Mechanisms for Supporting Worker Voice in China

By Cindy A. Schipani and Junhai Liu


The opportunity for employees to speak-up and participate in decision-making processes has a positive impact on both their individual well-being as well as the well-being of the organization in which they work.[1] Conversely, the inability for employees to speak out may lead to serious unfavorable results for employees’ psychological and physical well-being and lead to negative repercussions for the organization.[2] Even in light of these considerations, workers still face a number of barriers to speaking up in the workplace, including the risk of termination.[3]

In Europe, workers have a non-union option for exercising voice in the European “works councils.”[4] China, too, has long provided—at least in name—non-union institutions of worker participation, called “Staff and Worker Representative Congresses” (“SWRCs”).[5]

There are four defining characteristics of SWRCs.[6] First, SWRCs are defined as “a vehicle of enterprise culture.”[7] Enterprise culture refers to the culture within a specific company. Because of their origins, SWRCs, and by extension workers, have played an important role in shaping enterprise culture in China.[8] Second, SWRCs are identified as “a basic form of grass-roots democracy” because of support for democratic control through SWRCs from the Chinese Constitution and Communist Party documents.[9] Third, SWRCs are “an interface between traditional enterprise governance structure and modern corporate governance structure.”[10] Even though it has no actual legal status, the SWRC continues to be a traditional force in a modern system.[11] Lastly, and most importantly for this work, SWRCs may be one of the main venues through which employees in China can utilize their voices to communicate dissatisfaction, promote constructive change for organizations, and increase perceived fairness of organizational procedures.[12] This manuscript examines the evolution of the SWRCs in China as a mechanism of worker voice (i.e., the mechanism for workers to be heard) and recommends further protections for workers who speak up.

[1] Michael R. Bashshur & Burak Oc, When Voice Matters: A Multilevel Review of the Impact of Voice in Organizations, 41 J. Mgmt. 1530, 1531 (2015); Jian Liang et al., Psychological Antecedents of Promotive and Prohibitive Voice: A Two-Wave Examination, 55 Acad. Mgmt. J. 71, 73 (2012).

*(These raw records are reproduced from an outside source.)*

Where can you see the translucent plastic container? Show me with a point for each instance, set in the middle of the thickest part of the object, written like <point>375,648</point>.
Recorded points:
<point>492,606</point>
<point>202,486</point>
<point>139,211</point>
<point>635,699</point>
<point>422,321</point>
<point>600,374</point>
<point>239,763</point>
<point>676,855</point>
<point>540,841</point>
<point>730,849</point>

[2] See Michael Knoll & Rolf van Dick, Do I Hear the Whistle . . . ? A First Attempt to Measure Four Forms of Employee Silence and Their Correlates, 113 J. of Bus. Ethics 349, 349 (2013); Leslie A. Perlow & Stephanie Williams, Is Silence Killing Your Company?, 81 Harv. Bus. Rev. 52, 52 (2003); see also Michael Knoll & Rolf van Dick, Authenticity, Employee Silence, Prohibitive Voice, and the Moderating Effect of Organizational Identification, 8 J. Positive Psychol. 346, 346 (2013); Fons Naus et al., Organizational Cynicism: Extending the Exit, Voice, Loyalty and Neglect Model of Employees’ Responses to Adverse Conditions in the Workplace, 60 Hum. Rel. 683, 706 (2007).

[3] See e.g., Frances J. Milliken et al., An Exploratory Study of Employee Silence: Issues that Employees Don’t Communicate Upward and Why, 40 J. of Mgmt. Stud. 1453, 1462 (2003); Elizabeth W. Morrison, Employee Voice Behavior: Integration and Directions for Future Research, 5 Acad. of Mgmt. Annals 373, 383 (2011).

[4] Cynthia Estlund, Will Workers Have A Voice in China’s “Socialist Market Economy”? The Curious Revival of the Workers Congress System, 36 Comp. Lab. L. & Pol’y J. 69, 85 (2014). Works councils have not taken root in the United States. Id.

[5] Id.

[6] Li Haiming, The Roles Played by the Staff and Workers’ Representative Congress in the Formation of Work Regulations, 37 Soc. Sci. China 152, 156 (2016).

[7] Id.

[8] Id.

[9] Id.

[10] Id.

[11] Id. at 157.

[12] Worker voice is “the informal and discretionary communication by an employee of ideas, suggestions, concerns, or information about problems . . . to persons who might be able to take appropriate action, with the intent to bring about improvement or change.” Frances J. Milliken et al., Linking Workplace Practices to Community Engagement: The Case for Encouraging Employee Voice, 29 Acad. Mgmt. Persp. 405, 409–410 (2015) (quoting Elizabeth W. Morrison, Employee Voice and Silence, 1 Ann. Rev. Org. Psychol. & Org. Behav. 173, 174 (2014) [hereinafter Employee Voice and Silence]).